Weekly View - 25 years on
Last week, China celebrated 25 years since the 1997 Hong Kong handover from the UK. In the same week, Chinese purchasing manager indexes (PMI) for June improved as the country reopens and economic activity resumes while one of the troubled Chinese property developers, Shimao, missed a USD1 bn bond payment. Elsewhere in emerging markets (EM), Sri Lanka’s consumer inflation reached an annual 54.6% in June on rising fuel and food prices and shares in Russia’s Gazprom fell 25% after its management decided not to pay a dividend. We are positive Chinese equities but favour selectivity in broader EM and are negative on high-yield bonds.
In Europe, this month marks the 10-year anniversary of Mario Draghi’s famous “whatever it takes” speech. Last week, European inflation surprised to the upside and we expect it will peak in Q3 2022. Italy remains a concern for the European Central Bank (ECB) as it issued 10- and five-year bonds last week at the highest rates level of the last five years in contrast to German two-year Bund yields, which swung the most ever in one week. We expect more detail around the ECB’s stability tool later this month. Meanwhile, Russian foreign minister Sergei Lavrov discussed the return of the ‘Iron Curtain’ with reference to Nato, as the territorial defence alliance met in Madrid to discuss expansion via Finland and Sweden, while Japan, South Korea, Australia and New Zealand agreed to cooperate with Nato on cyber defence and maritime security. Nato member Poland completed the construction of a steel wall on its border with Belarus to prevent massive inflows of refugees from its neighbour and Russia consolidated its control of the Luhansk region after capturing Lysychansk. We expect geopolitics to continue to dominate headlines.

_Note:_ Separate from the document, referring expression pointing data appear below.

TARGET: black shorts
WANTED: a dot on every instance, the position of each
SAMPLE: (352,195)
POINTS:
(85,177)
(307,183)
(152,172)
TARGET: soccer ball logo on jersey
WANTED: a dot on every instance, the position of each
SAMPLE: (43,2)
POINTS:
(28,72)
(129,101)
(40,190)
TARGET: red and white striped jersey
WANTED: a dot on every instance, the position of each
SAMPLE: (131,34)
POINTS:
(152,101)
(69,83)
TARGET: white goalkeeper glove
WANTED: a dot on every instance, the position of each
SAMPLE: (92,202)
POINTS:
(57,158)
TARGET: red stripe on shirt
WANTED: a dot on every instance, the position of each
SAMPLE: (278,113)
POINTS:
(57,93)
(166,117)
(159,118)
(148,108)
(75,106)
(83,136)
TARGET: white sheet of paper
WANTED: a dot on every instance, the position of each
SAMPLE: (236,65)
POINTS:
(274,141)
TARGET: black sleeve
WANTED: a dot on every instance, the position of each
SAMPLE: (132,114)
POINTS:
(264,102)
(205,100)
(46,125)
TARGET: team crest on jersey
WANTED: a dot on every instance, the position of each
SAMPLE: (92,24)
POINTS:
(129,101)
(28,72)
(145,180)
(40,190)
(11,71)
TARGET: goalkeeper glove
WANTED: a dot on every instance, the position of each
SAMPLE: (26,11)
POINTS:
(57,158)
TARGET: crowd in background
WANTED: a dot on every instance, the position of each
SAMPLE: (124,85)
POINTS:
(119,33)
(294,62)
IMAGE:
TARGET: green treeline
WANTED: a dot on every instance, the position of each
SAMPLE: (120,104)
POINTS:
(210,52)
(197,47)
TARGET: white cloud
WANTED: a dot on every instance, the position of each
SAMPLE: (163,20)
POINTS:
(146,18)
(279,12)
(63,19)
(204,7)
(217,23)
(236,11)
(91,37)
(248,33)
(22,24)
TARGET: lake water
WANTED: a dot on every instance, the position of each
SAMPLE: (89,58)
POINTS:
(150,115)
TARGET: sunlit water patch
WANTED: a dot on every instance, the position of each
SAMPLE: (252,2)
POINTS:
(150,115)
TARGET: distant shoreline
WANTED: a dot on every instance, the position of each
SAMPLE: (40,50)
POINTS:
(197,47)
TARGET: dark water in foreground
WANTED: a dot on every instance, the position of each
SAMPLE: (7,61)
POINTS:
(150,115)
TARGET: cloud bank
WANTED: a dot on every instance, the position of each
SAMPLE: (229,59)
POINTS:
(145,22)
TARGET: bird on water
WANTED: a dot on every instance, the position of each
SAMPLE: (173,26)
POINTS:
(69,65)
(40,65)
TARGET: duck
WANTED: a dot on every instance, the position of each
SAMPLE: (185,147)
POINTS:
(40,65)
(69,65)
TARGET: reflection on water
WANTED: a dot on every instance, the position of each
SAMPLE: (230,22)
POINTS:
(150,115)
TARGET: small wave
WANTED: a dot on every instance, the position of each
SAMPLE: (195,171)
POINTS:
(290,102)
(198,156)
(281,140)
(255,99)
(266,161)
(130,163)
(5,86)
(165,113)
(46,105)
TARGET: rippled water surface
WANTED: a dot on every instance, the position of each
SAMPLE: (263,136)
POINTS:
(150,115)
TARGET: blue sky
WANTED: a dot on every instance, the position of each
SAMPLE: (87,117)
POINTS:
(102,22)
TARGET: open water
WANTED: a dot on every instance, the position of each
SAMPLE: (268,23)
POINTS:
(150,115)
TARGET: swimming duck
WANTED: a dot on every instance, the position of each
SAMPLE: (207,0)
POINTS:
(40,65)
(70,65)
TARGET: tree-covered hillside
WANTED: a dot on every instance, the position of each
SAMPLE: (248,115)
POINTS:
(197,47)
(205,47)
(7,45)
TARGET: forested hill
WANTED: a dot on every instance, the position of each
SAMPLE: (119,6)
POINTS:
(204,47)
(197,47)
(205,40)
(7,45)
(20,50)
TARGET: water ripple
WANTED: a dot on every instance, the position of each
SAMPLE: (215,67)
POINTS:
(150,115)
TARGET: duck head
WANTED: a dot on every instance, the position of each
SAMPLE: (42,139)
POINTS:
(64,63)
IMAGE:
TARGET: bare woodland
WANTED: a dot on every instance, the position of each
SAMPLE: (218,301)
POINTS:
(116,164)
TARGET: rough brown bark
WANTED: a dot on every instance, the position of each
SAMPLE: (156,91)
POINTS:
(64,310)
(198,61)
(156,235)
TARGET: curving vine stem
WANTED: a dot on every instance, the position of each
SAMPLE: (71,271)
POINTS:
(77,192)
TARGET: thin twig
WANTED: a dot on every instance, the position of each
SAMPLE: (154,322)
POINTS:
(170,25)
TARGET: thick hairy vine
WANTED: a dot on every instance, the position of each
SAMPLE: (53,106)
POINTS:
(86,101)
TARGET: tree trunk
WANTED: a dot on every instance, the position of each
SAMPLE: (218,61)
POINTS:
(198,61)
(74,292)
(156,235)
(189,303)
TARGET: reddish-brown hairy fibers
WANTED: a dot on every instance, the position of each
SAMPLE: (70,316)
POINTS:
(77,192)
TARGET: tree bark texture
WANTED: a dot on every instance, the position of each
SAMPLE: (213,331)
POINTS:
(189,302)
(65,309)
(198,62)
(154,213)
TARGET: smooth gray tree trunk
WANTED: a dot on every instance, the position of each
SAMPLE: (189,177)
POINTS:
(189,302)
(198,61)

Now behind us, the first half of 2022 was the worst for US equities in the last 50 years. Equities suffered another negative week but were somewhat cushioned by the compression in bond yields, which supported valuations. Discouragingly, US PMI and consumption numbers came in lower last week. At the corporate level, US-based Micron Technology revised down its earnings forecast, indicating that chips demand is slowing. The consolidation process in cryptocurrencies started, with one platform filing for bankruptcy after it failed to pay out USD80 mn to its customers. Bond yields across all maturities declined rapidly. We are neutral on US duration. This week we await US employment numbers released on Friday and wish all a Happy Fourth of July.